What to Watch: A Bunch of Brunch and the Premieres of Triple G’s Triple D Tournament and Worst Cooks in America

Jason DeCrow, © 2016, Television Food Network, G.P. All Rights Reserved
It’s time to say sayonara to 2016, and what better way to start the New Year than with some fresh new recipes from your favorite Food Network chefs? This weekend it’s all about brunch and Saturday morning the co-hosts on The Kitchen are cooking with champagne. In addition to Sparkling Parfaits, they’re making a Pancake “Cake” with Sparkling Strawberries (pictured) and Geoffrey Zakarian is serving his Resolution Resolved champagne cocktail. Then Valerie Bertinelli is making savory breakfast favorites for dinner, Nancy Fuller is hosting brunch with a build-your-own Bloody Mary Bar and Bobby Flay is making a brunch menu inspired by the flavors of Italy.
On Sunday night, Guy Fieri is rounding up 16 of his favorite DDD chefs for a five part Flavortown tournament and Anne Burrell and Rachael Ray are back in Boot Camp to try and turn some of the Worst Cooks in America into culinary masterminds.

Jason DeCrow, © 2016, Television Food Network, G.P. All Rights Reserved
The Kitchen: Champagne Brunch – Saturday, Dec. 31 at 11a|10c
The Kitchen is ringing in the New Year with a Champagne brunch featuring Marcela Valladolid's Mushroom, Sausage and Gruyere Strata and Sparkling Parfaits. Cookbook author Jenny Rosenstrach stops by to celebrate with New Year's Pancakes. Jeff Mauro and Sunny Anderson create a toast bar that's perfect for a lazy brunch, and they all celebrate a fresh start to the year with Geoffrey Zakarian's Resolution Resolved cocktail.

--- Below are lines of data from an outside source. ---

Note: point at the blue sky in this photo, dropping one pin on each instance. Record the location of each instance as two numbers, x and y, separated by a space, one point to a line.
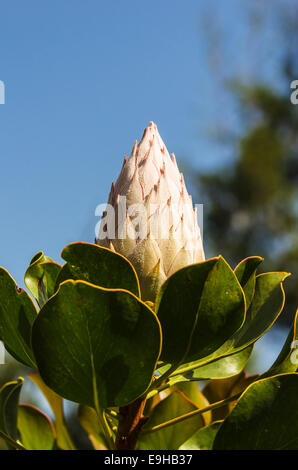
83 78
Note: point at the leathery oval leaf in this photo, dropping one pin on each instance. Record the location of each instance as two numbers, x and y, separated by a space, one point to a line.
100 266
265 417
246 275
96 346
199 308
36 429
40 277
17 314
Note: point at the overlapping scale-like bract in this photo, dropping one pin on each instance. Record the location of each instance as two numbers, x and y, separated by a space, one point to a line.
155 224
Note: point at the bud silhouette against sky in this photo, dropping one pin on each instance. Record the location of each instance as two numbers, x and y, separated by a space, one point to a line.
150 217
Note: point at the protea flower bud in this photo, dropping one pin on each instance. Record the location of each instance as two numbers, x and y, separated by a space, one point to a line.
150 217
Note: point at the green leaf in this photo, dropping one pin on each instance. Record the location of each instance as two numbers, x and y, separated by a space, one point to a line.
64 440
90 422
246 275
218 369
9 399
36 429
265 308
203 439
95 346
265 417
287 361
40 277
99 266
199 307
182 400
17 314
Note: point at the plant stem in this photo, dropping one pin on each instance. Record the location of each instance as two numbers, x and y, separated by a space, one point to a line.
130 424
106 428
173 421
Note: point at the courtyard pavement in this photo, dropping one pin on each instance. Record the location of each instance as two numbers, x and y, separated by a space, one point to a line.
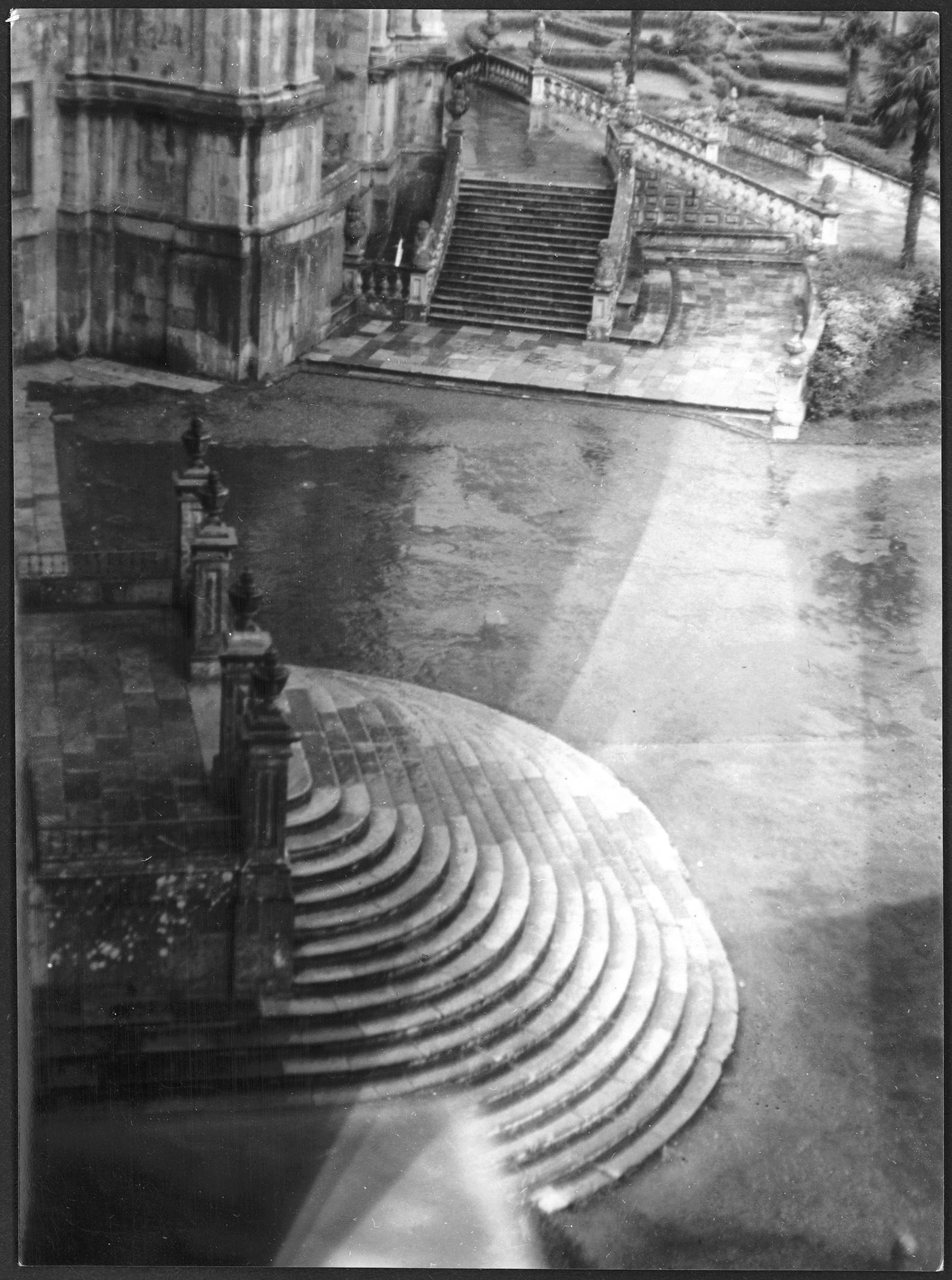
723 351
749 635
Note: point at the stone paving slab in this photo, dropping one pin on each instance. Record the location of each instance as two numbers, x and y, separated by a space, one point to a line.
723 351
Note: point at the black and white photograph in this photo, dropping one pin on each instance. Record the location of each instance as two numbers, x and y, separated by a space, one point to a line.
476 624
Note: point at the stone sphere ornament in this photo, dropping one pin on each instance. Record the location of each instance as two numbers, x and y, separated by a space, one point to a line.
537 45
246 600
269 679
195 442
213 499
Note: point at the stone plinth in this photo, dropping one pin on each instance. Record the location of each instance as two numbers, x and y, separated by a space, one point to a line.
208 621
243 651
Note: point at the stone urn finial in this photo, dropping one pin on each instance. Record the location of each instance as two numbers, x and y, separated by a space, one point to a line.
355 226
607 267
268 680
458 98
537 45
213 499
820 144
195 442
630 109
246 600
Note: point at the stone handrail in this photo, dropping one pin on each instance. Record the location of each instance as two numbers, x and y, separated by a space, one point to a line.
423 281
488 68
616 250
746 138
673 134
568 95
781 213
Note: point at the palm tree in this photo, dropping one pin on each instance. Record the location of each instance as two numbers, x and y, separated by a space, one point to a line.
638 18
857 31
909 103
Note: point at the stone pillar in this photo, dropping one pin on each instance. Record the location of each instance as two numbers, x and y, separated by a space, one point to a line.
355 244
264 931
211 557
246 647
188 507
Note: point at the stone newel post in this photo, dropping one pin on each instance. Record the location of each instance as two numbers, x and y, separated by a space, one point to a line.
211 557
188 507
244 648
265 910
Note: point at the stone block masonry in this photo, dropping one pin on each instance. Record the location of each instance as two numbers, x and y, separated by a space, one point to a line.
178 211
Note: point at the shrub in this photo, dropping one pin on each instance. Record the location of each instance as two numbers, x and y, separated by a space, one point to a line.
868 301
812 43
850 144
803 75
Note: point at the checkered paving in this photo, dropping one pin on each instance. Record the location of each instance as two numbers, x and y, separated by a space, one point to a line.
723 347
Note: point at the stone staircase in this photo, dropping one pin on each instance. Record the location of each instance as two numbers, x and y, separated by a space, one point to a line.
478 907
523 255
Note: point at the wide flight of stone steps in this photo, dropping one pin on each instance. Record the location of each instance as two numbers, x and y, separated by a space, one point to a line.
523 255
479 908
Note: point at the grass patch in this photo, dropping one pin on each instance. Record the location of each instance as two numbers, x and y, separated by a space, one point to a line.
869 305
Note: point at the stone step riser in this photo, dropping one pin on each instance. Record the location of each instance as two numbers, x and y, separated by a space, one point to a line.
577 273
353 859
468 927
591 1014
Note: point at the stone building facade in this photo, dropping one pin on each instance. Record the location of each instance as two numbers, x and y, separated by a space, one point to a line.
183 175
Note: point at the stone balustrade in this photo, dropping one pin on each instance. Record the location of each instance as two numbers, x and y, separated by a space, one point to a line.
616 250
781 213
485 67
552 89
672 134
382 286
423 279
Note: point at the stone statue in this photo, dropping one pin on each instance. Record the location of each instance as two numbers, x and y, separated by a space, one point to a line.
607 268
629 118
355 226
616 94
458 98
492 26
424 246
537 45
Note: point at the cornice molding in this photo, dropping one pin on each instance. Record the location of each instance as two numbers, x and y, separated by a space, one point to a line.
190 103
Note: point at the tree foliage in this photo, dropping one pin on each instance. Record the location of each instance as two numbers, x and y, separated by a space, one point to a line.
857 31
907 103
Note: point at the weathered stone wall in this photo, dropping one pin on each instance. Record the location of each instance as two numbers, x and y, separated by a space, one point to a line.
185 210
39 48
201 160
341 49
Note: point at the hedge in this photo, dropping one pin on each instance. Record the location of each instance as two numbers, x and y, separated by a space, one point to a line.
853 146
585 31
805 75
818 43
868 300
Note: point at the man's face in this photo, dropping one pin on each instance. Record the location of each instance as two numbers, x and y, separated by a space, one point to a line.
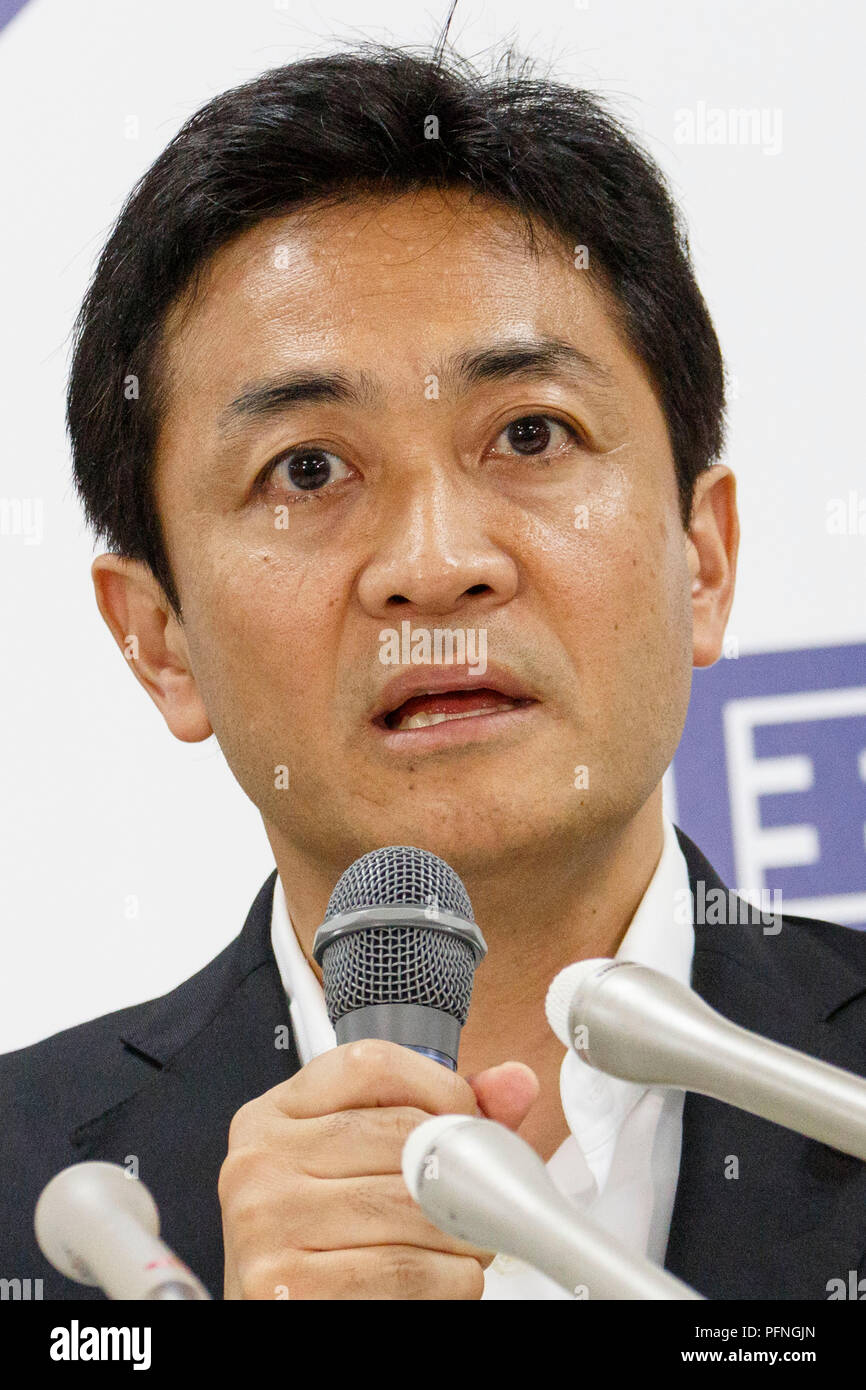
537 506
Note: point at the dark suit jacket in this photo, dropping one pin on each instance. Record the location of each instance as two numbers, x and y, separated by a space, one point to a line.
161 1082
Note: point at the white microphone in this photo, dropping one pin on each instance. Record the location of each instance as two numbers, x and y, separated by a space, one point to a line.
480 1182
641 1025
100 1226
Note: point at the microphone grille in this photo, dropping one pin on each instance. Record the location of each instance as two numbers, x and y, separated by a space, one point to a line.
401 876
399 965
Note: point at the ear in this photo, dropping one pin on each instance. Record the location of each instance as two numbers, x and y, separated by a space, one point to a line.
711 548
152 640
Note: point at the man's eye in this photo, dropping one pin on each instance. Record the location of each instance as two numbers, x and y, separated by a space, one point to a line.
307 470
535 434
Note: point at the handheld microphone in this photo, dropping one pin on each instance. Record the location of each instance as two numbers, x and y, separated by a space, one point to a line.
398 950
480 1182
642 1026
99 1226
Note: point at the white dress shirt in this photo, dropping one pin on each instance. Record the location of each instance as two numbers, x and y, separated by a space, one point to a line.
622 1158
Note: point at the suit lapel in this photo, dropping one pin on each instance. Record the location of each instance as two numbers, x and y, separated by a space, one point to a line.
202 1051
762 1212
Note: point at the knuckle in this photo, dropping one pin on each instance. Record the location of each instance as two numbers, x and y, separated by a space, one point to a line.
407 1269
264 1278
371 1054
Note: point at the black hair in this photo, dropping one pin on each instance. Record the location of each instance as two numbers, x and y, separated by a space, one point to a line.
331 129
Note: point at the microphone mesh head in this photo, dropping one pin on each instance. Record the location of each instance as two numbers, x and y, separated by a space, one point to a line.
413 963
401 876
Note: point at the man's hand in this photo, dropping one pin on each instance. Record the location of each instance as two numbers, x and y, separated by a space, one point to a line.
313 1197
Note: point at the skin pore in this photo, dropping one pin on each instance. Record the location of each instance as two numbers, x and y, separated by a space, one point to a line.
573 559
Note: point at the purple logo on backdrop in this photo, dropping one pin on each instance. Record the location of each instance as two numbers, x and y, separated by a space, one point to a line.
770 777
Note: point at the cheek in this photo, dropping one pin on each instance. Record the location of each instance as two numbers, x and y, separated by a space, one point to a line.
259 637
615 584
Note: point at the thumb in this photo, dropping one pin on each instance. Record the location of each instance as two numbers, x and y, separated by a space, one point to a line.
506 1093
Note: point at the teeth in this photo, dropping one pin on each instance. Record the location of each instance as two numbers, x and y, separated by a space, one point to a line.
424 720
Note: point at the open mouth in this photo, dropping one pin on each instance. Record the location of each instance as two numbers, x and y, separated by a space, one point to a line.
439 706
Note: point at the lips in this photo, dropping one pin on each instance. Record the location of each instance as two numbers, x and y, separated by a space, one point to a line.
423 710
448 692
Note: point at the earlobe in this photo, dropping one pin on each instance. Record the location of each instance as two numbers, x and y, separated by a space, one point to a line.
152 641
712 545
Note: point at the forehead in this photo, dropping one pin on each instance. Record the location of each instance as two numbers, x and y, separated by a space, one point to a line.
384 285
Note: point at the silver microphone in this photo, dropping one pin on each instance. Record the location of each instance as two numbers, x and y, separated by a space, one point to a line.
480 1182
641 1025
100 1226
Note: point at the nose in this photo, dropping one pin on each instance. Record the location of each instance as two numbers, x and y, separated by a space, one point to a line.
434 553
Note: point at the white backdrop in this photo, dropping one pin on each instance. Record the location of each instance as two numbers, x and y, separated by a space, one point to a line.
128 859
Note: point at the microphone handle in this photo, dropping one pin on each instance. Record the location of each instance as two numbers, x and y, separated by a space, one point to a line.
488 1186
673 1037
420 1027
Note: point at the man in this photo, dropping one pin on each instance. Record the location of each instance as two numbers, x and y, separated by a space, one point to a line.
377 345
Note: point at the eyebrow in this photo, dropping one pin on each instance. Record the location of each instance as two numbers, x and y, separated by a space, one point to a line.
459 373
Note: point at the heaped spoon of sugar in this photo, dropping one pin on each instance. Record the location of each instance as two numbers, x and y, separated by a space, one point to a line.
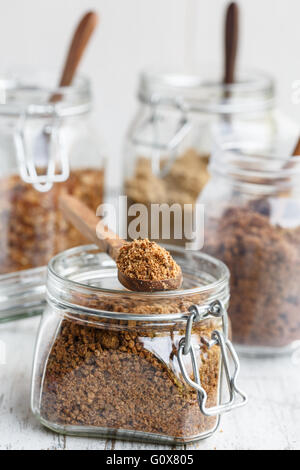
91 227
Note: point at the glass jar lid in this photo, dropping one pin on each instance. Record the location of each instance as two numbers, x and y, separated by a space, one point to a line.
203 91
85 279
32 93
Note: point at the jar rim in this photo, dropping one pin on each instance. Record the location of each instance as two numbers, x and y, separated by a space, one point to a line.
204 91
56 281
267 170
29 92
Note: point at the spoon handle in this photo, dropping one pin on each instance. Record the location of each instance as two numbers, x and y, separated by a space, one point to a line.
80 40
231 42
90 226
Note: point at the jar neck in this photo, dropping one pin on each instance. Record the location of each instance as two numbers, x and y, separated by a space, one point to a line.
257 174
252 92
36 97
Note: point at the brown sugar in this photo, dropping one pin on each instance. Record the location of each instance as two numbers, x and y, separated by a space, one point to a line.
182 184
123 375
145 260
264 260
32 228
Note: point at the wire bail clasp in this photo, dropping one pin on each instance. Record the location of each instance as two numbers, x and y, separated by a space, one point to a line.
237 398
46 152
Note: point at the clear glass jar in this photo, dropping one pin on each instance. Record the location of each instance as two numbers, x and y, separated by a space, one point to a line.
170 140
47 147
253 225
114 363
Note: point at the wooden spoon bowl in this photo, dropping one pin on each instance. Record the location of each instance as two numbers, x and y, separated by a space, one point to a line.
92 228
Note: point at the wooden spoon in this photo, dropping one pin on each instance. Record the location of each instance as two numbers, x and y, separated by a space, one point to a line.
91 227
80 40
78 45
231 43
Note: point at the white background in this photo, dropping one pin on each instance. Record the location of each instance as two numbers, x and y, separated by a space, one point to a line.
137 33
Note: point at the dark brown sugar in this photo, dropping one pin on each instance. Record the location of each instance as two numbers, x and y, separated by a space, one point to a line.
124 375
264 260
145 260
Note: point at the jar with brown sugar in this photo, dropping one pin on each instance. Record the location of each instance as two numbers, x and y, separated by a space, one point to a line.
170 140
128 365
47 147
252 207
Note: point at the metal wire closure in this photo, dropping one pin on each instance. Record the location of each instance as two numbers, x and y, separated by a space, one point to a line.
47 152
186 347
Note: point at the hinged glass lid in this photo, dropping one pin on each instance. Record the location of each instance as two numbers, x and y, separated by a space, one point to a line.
36 111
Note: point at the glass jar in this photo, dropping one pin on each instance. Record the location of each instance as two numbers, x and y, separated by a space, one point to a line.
170 140
120 364
253 225
46 148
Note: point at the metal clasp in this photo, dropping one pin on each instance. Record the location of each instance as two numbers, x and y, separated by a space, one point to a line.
47 151
237 398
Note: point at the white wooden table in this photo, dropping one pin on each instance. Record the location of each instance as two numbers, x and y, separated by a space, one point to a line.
271 420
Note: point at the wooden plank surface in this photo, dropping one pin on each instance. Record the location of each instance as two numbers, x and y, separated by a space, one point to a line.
271 420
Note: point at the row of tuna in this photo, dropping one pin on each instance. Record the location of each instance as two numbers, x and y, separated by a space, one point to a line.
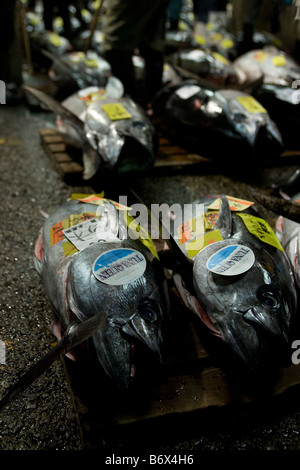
250 106
106 280
108 289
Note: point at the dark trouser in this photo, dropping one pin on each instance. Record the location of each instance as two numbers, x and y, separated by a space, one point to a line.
62 8
132 25
201 8
10 51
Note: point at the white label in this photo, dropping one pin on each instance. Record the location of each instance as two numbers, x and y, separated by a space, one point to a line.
285 94
88 232
231 260
119 266
187 91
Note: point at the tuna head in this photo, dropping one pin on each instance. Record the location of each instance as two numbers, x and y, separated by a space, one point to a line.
120 132
251 311
126 288
252 122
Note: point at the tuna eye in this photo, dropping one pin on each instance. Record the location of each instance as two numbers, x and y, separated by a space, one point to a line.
239 117
148 313
268 298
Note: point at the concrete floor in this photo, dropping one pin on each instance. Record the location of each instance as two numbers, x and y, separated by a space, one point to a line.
43 417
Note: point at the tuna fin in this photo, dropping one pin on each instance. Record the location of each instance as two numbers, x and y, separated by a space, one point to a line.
284 207
76 333
224 222
180 262
55 106
91 162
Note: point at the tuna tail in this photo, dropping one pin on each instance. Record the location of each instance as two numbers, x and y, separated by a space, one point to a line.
284 207
54 106
76 334
224 222
173 258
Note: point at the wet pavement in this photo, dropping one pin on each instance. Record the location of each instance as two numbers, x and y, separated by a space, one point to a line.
43 418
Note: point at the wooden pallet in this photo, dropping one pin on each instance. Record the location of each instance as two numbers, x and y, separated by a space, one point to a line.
192 380
62 157
67 162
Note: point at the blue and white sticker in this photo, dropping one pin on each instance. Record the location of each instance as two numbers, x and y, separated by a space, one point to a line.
119 266
231 260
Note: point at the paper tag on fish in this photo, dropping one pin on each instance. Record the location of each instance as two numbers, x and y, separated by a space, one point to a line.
77 57
286 94
251 105
235 204
91 63
186 92
91 94
98 200
191 228
56 232
260 229
220 58
55 40
119 266
87 233
141 233
216 37
227 43
203 240
200 39
279 61
116 111
261 56
231 260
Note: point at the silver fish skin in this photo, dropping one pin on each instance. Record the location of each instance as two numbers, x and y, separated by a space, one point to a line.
76 70
287 225
124 143
218 122
214 68
252 312
130 314
270 64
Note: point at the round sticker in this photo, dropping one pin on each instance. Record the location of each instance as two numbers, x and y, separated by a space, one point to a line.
231 260
119 266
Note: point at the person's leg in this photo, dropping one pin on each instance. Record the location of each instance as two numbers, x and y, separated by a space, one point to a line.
48 14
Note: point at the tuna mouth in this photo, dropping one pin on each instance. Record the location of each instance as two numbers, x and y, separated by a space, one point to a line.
266 145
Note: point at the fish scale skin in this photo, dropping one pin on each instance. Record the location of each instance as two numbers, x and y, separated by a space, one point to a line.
74 291
252 330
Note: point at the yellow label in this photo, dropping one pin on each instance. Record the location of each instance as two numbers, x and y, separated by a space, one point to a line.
203 240
91 63
235 204
191 228
34 20
56 231
96 4
216 37
250 104
55 39
200 39
116 111
143 235
92 97
260 229
182 26
279 61
69 248
227 43
58 22
261 56
97 199
220 58
77 57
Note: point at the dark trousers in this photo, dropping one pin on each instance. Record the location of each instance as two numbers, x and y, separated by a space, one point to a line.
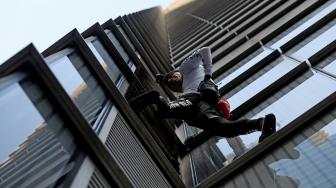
200 114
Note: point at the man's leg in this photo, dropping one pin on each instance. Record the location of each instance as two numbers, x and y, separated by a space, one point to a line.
220 126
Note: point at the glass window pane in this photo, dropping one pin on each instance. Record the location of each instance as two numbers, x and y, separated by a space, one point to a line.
302 25
296 102
117 44
81 86
315 42
110 66
307 159
243 66
126 37
38 149
265 79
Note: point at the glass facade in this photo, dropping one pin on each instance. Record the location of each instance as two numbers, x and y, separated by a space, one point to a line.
306 159
82 87
37 149
257 73
290 72
109 65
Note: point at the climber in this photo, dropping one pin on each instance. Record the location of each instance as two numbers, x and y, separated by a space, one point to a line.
200 105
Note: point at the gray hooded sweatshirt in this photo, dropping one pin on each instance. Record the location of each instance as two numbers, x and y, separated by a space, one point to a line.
194 68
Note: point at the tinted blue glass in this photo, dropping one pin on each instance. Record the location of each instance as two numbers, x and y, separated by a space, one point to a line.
262 82
110 67
244 66
317 44
81 86
304 24
307 159
36 150
296 102
16 108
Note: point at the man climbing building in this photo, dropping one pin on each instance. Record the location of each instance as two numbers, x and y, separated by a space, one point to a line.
200 99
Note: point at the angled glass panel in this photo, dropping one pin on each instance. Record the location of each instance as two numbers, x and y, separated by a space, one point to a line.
109 65
243 66
120 49
315 42
302 25
129 41
83 88
296 102
37 149
308 91
283 66
330 59
307 159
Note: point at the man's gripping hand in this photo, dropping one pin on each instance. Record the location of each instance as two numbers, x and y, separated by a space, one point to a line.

Valerie’s Home Cooking: Jet Lag Dinner – Saturday, Dec. 31 at 12|11c
After a week of non-stop travel, Valerie isn't sure what time zone she's in, so she decides a sweet and savory breakfast-for-dinner will make a nice homecoming to share with her husband, Tom. For her "What Time Is It?" menu, Valerie’s making “Everything” Savory Potato Waffles with Smoked Salmon (pictured), Watercress and Citrus Salad, a Dutch Baby Pancake with Raspberry-Orange Coulis and a refreshingly delicious Grapefruitini.

Farmhouse Rules: Open House Brunch – Sunday, Jan. 1 at 11:30a|10:30c
After a busy holiday season, Nancy can't stop entertaining. She's hosting a big open house and serving brunch for all her friends, complete with a build-your-own Bloody Mary Bar, Shrimp Cocktail with Remoulade Sauce (pictured) and a Country Ham Breakfast Casserole with Hash Brown Cakes with Dill Sour Cream. She also shares a few of her can't-miss entertaining tricks along the way.

Liz Ligon, Liz Ligon
Brunch @ Bobby’s: Inspired by Italy – Sunday, Jan. 1 at 12:30|11:30c
Bobby makes an Italian-inspired brunch for his Naples-born friend, Cooking Channel's Laura Vitale. He puts his spin on everyone's favorite Italian dish with Breakfast Pizza with Zucchini Pesto, Provolone, Smoked Ricotta and Olive Oil Fried Egg (pictured). He adds freshness with Wild Dandelion Greens with Shaved Fennel and Lemon-Honey Vinaigrette, and Laura sweetens things up with Graffe Napoletane, also known as Neapolitan doughnuts. To end, he balances the richness of the meal with a Campari Sanguinea.

David Moir
Guy’s Grocery Games: Diners, Drive-Ins and Dives Tournament 2: Part 1 – Sunday, Jan. 1 at 8|7c
Sixteen of the best DDD chefs are competing in Flavortown for another epic Diners, Drive-Ins and Dives Tournament. Four chefs kick things off by making a belly-busting lunch despite the express lane's seven item limit. Next, making surf and turf is tough when the Food Wheel hands them a high-priced turf item and a low-priced surf item. Finally, the last two DDD chefs must take their taste buds on a road trip to determine which regional version of burgers and fries they'll be whipping up.

Jason DeCrow, © 2016, Television Food Network, G.P. All Rights Reserved.
Worst Cooks in America: A Decade of Dish-asters – Sunday, Jan. 1 at 9|8c
The new recruits enter boot camp with dreams of becoming great chefs, but their dreams become nightmares when they see photos of their culinary failures mounted on their stations. To start off, mentors Anne and Rachael have the recruits cook their signature dishes so that they can assess their skills in the kitchen. Then, the recruits dive headfirst into a main dish challenge where they must cook shrimp and live lobster. The recruits with the least successful dishes on each team will be sent home.